ZFS write performance issues with WD20EARS

vermaden · Oct 18, 2010

Maybe it works only for NEW pools.

Epikurean · Oct 19, 2010

I believe too, that the patch works only for new pools. The problem is, that even after recompiling the kernel without the patch, the pool has not returned.

I thought it would be best to leave a comment like this in the thread: I lost ~3.5TB of Data. Fortunately for me I lost only nonessential things: all the important stuff was on a backup.

palmboy5 · Oct 20, 2010

What if you first used gnop (one at a time, allowing for zfs to recover each time) on each drive, then tried the patch?

EDIT:
Also has anyone done performance comparisons for the patch yet?

Epikurean · Oct 21, 2010

After following Palmboy's suggestion, here is what I did

1. Created a new ZFS Pool
2. gnop create -S 4096 on each drive at the same time
3. copied some data on the pool
4. compiled and installed a new kernel with the patch
5. reboot

As expected, the *.nop drives are "lost" after a reboot, BUT the ZFS Pool is in perfect shape!

The only thing that bugs me, is that there was no message whatoever indicating the use of the .nop drives in the ZFS pool: no degraded state, no indication, that the *.nop drives are used when entering "zpool status" (besides when I wanted to replace my adX drive with the adX.nop drive, which didn't work: ZFS told me the .nop drive was already used).

wonslung · Oct 21, 2010

Epikurean said:

I tried the suggested patch, but unfortunately it killed my ZFS Pool:

Code:

pool: tank
state: UNAVAIL
scrub: none requested
config:

	NAME        STATE     READ WRITE CKSUM
	tank        UNAVAIL      0     0     0  insufficient replicas
	  raidz1    UNAVAIL      0     0     0  corrupted data
	    ad6     ONLINE       0     0     0
	    ad10    ONLINE       0     0     0
	    ad12    ONLINE       0     0     0

It won't work because of the variable block size ZFS uses for RAIDZ.

Until firmware updates come out, avoid those drives for raidz.

palmboy5 · Oct 21, 2010

wonslung said:
it won't work because of the variable block size ZFS uses for RAIDZ.

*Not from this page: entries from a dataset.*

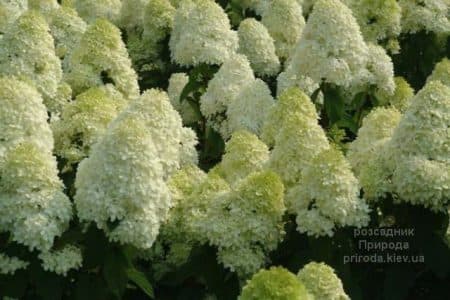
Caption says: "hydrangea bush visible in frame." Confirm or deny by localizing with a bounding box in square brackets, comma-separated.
[0, 0, 450, 300]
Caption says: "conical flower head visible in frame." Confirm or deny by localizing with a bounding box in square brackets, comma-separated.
[261, 0, 305, 60]
[0, 0, 28, 36]
[238, 18, 280, 76]
[375, 76, 414, 112]
[200, 54, 255, 136]
[398, 0, 450, 34]
[238, 267, 313, 300]
[52, 86, 127, 164]
[0, 10, 62, 109]
[169, 0, 238, 66]
[75, 90, 198, 249]
[342, 0, 401, 43]
[297, 262, 350, 300]
[65, 19, 139, 99]
[347, 107, 402, 175]
[73, 0, 122, 23]
[291, 0, 368, 87]
[0, 77, 53, 166]
[286, 148, 369, 236]
[45, 6, 87, 59]
[262, 88, 329, 187]
[196, 171, 285, 277]
[0, 141, 72, 251]
[224, 78, 275, 138]
[386, 81, 450, 210]
[216, 131, 269, 184]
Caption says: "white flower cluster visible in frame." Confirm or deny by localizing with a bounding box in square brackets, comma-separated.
[0, 253, 29, 274]
[52, 85, 127, 165]
[0, 0, 28, 34]
[375, 76, 414, 112]
[297, 262, 350, 300]
[64, 19, 139, 99]
[385, 81, 450, 210]
[169, 0, 238, 66]
[286, 148, 369, 236]
[167, 73, 200, 124]
[200, 54, 274, 139]
[160, 131, 284, 277]
[39, 245, 83, 276]
[238, 262, 350, 300]
[238, 267, 312, 300]
[238, 18, 280, 76]
[398, 0, 450, 35]
[75, 90, 196, 249]
[121, 0, 176, 68]
[262, 88, 329, 187]
[0, 78, 72, 251]
[0, 77, 53, 162]
[347, 107, 401, 177]
[262, 88, 368, 236]
[282, 0, 395, 94]
[342, 0, 401, 50]
[261, 0, 305, 60]
[0, 10, 66, 111]
[28, 0, 87, 59]
[195, 171, 285, 277]
[72, 0, 122, 23]
[211, 131, 270, 185]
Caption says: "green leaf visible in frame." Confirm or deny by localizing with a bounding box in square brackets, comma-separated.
[126, 267, 155, 299]
[103, 249, 129, 299]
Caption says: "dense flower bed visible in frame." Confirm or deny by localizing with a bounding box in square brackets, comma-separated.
[0, 0, 450, 300]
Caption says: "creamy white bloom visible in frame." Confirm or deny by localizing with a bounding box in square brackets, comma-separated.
[167, 73, 200, 124]
[297, 262, 350, 300]
[0, 0, 28, 33]
[262, 88, 329, 187]
[375, 75, 414, 112]
[75, 90, 195, 249]
[385, 81, 450, 210]
[0, 77, 53, 163]
[73, 0, 122, 23]
[65, 19, 139, 99]
[0, 253, 29, 275]
[0, 141, 72, 251]
[226, 79, 275, 135]
[261, 0, 305, 60]
[38, 245, 83, 276]
[342, 0, 401, 43]
[398, 0, 450, 34]
[347, 107, 401, 176]
[288, 0, 395, 94]
[169, 0, 238, 66]
[52, 85, 127, 165]
[238, 18, 280, 76]
[200, 54, 255, 136]
[211, 131, 270, 185]
[118, 0, 151, 31]
[0, 10, 62, 112]
[45, 6, 87, 60]
[286, 148, 369, 236]
[238, 267, 312, 300]
[196, 171, 285, 278]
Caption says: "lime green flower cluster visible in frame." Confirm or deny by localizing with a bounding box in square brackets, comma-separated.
[52, 85, 127, 166]
[238, 262, 350, 300]
[0, 10, 67, 113]
[75, 90, 196, 249]
[65, 19, 139, 100]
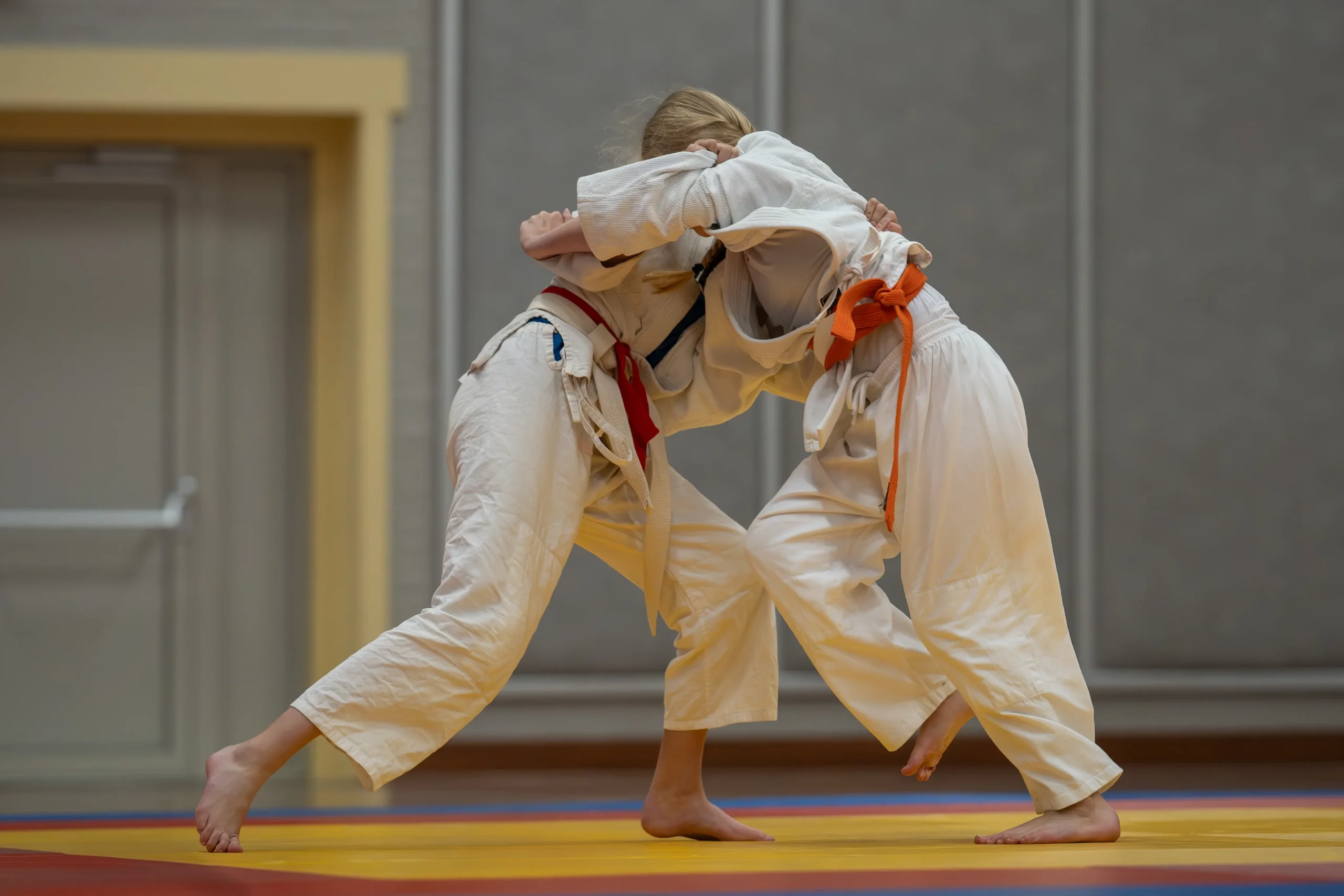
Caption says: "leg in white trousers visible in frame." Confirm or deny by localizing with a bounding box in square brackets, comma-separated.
[293, 322, 778, 788]
[747, 328, 1119, 811]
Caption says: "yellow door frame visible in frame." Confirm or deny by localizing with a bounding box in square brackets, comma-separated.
[0, 47, 406, 776]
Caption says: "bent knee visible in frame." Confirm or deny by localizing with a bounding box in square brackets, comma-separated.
[743, 516, 789, 582]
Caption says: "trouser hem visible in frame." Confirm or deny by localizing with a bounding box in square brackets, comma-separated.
[876, 681, 957, 752]
[1032, 762, 1124, 815]
[289, 697, 384, 793]
[663, 709, 778, 731]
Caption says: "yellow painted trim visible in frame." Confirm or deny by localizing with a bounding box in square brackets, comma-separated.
[0, 48, 406, 778]
[0, 47, 406, 115]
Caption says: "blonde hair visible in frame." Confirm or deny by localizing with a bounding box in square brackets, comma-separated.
[640, 87, 755, 293]
[640, 87, 755, 159]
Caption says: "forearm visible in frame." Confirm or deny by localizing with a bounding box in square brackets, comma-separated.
[578, 152, 715, 258]
[523, 218, 593, 259]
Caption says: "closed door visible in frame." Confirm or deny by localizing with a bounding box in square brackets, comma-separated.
[0, 146, 308, 779]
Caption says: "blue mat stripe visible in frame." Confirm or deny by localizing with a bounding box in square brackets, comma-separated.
[0, 790, 1344, 822]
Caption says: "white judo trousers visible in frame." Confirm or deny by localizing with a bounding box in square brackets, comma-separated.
[747, 296, 1121, 811]
[293, 321, 778, 790]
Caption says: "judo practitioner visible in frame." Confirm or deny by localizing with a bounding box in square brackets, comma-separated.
[196, 89, 919, 852]
[550, 91, 1121, 844]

until firmware updates come out, aviod those drives for raidz

Believe me I would have avoided the 4K drives if I knew then what I know now, but most of us in this thread already invested in 4K drives and are stuck with them. As such we are trying to find workarounds to make these 4K drives behave adequately. I see that you repeatedly slam against these 4K drives but otherwise are not offering any real help.

vermaden · Oct 21, 2010

palmboy5 said:
Believe me I would have avoided the 4K drives if I knew then what I know now, but most of us in this thread already invested in 4K drives and are stuck with them.

Why not just SELL them and buy a good ones?

palmboy5 · Oct 21, 2010

To who, and with what monetary loss? It would have to sell for less than the purchase price AND cost more in shipping it. Not practical.

vermaden · Oct 21, 2010

palmboy5 said:
To who, and with what monetary loss? It would have to sell for less than the purchase price AND cost more in shipping it. Not practical.

Have You ever heard of an eBay maybe?

You will probably lose a little money (used vs new price), but they are on warranty, so not much difference in price, the price for shipping is on buyer side, so there is no cost for shipping.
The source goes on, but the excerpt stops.